它卻突然奔了過來,奮力跳到了一旁的凳子上,再跳到了我的頭上。接觸到我的時候,它小小的身子被凍的抖了兩下。
“走。。。走啊。。。。。。”
我甩甩頭,想讓它下去,它卻固執的扒在我的頭上。
我怕桶里的水沾到它會很冷,便掙扎著往上移了移。一邊移著,一邊全身顫抖。
它看我的肩膀露了出來,便往下一滑,滑到了我的脖子上,將身體蜷縮起來,圍成了一個圈。
溫暖的、毛絨絨地小身體緊緊的蜷著,暖暖的氣息一點點的附到了我的脖子上。我甚至能感受到它全身在微微的顫抖。
眼睛有些發酸。
謝謝你,小白白。
不一會兒,臨淵就端著一碗濃黑色的藥進來了,看到小白白的樣子,他亦是一愣,便趕緊的喂我將藥喝了下去。我凍得牙齒直打架,一碗藥與其說是喝下去的,不如說是被臨強捏著下巴灌下去的。

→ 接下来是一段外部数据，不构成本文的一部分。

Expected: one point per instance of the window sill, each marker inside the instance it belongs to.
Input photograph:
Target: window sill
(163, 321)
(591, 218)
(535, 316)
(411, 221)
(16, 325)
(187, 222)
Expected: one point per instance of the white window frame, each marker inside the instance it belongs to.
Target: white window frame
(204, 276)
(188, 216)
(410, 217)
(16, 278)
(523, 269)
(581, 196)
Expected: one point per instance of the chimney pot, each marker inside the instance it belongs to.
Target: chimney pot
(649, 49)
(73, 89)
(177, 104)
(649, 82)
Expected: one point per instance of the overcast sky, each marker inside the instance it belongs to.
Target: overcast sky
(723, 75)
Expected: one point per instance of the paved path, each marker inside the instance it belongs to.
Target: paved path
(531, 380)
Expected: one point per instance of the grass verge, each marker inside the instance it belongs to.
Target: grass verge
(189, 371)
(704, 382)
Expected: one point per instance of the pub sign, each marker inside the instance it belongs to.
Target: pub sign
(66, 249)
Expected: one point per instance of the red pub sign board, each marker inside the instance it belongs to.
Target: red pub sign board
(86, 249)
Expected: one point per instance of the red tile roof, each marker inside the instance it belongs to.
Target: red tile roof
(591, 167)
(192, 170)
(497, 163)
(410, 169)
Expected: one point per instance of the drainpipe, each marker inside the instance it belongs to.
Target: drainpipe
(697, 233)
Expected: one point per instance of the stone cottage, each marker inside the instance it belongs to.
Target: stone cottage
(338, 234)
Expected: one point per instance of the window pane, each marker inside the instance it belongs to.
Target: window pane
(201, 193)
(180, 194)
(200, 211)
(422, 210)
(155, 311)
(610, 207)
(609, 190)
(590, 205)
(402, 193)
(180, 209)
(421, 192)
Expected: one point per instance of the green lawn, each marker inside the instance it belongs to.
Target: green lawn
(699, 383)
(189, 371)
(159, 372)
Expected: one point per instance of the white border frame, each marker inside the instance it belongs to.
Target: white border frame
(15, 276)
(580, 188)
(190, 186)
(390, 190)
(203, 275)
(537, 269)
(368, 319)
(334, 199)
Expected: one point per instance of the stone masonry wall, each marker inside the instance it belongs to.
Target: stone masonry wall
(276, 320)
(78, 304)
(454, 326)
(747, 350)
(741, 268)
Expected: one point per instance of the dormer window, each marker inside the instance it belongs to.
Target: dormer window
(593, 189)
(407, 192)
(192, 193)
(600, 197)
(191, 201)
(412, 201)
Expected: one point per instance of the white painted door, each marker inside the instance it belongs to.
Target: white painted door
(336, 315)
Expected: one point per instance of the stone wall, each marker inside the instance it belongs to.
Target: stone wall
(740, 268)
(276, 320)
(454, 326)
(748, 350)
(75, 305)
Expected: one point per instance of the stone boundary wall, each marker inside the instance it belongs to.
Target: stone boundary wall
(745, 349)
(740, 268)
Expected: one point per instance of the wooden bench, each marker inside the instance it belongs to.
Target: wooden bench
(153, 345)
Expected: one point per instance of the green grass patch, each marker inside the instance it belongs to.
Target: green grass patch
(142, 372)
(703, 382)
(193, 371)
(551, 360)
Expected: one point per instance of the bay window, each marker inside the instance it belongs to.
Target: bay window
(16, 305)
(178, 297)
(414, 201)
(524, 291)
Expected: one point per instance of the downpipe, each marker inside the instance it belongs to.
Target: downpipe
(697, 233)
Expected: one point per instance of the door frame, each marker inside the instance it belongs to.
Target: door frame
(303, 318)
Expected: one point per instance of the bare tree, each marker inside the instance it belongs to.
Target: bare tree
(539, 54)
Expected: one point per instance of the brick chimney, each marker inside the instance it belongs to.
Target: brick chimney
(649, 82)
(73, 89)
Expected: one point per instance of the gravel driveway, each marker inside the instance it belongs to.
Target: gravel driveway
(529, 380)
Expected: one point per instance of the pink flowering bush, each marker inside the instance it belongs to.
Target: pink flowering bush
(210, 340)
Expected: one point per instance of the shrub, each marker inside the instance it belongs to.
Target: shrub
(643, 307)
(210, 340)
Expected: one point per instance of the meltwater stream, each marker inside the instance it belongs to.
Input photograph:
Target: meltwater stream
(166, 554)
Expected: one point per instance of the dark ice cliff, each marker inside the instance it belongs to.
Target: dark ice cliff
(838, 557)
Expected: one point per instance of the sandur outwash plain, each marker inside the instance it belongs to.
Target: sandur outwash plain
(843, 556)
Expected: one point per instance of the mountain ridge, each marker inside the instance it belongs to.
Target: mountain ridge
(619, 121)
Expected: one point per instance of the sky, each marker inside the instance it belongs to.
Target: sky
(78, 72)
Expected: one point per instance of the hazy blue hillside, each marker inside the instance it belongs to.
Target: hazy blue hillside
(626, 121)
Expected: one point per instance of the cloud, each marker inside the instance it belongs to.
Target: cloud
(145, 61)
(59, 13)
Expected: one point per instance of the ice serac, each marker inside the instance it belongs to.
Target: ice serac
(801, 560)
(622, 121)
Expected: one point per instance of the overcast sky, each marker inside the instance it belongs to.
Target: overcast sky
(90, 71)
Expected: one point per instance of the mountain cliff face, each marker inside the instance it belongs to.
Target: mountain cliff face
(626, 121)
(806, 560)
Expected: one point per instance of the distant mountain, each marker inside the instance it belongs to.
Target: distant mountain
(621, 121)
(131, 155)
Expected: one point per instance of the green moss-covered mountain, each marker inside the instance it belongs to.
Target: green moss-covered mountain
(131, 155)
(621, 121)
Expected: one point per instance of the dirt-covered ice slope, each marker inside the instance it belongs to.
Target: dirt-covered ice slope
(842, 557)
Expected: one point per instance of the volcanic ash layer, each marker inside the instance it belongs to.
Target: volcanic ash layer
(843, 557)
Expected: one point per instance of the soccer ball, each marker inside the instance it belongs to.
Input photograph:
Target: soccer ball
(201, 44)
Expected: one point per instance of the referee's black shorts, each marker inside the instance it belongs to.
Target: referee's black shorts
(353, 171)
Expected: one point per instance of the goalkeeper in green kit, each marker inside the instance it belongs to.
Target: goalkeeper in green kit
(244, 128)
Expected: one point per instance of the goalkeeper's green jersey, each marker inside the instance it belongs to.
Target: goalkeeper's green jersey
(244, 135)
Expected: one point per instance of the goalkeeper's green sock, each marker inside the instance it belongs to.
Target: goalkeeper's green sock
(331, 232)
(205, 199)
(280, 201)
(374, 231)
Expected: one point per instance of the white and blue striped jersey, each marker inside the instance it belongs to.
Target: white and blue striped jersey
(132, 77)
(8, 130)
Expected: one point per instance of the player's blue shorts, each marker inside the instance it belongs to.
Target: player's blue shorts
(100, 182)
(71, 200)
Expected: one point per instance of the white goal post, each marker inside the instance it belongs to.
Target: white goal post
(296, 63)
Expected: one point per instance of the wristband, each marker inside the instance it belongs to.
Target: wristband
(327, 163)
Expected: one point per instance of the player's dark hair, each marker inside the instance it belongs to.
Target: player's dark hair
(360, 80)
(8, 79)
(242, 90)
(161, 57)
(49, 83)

看我喝完了藥,他便趕緊提了兩大桶的滾水過來。舀掉了藥桶中冷掉的水,再換上剛燒開的水。起身便又要去燒。
“臨淵。。。。。。”
他忙收住了腳,奔到我身邊:“怎么了?”
“你。。。別去了。。。沒。。。沒用。。。陪陪。。。陪我。。。。。。”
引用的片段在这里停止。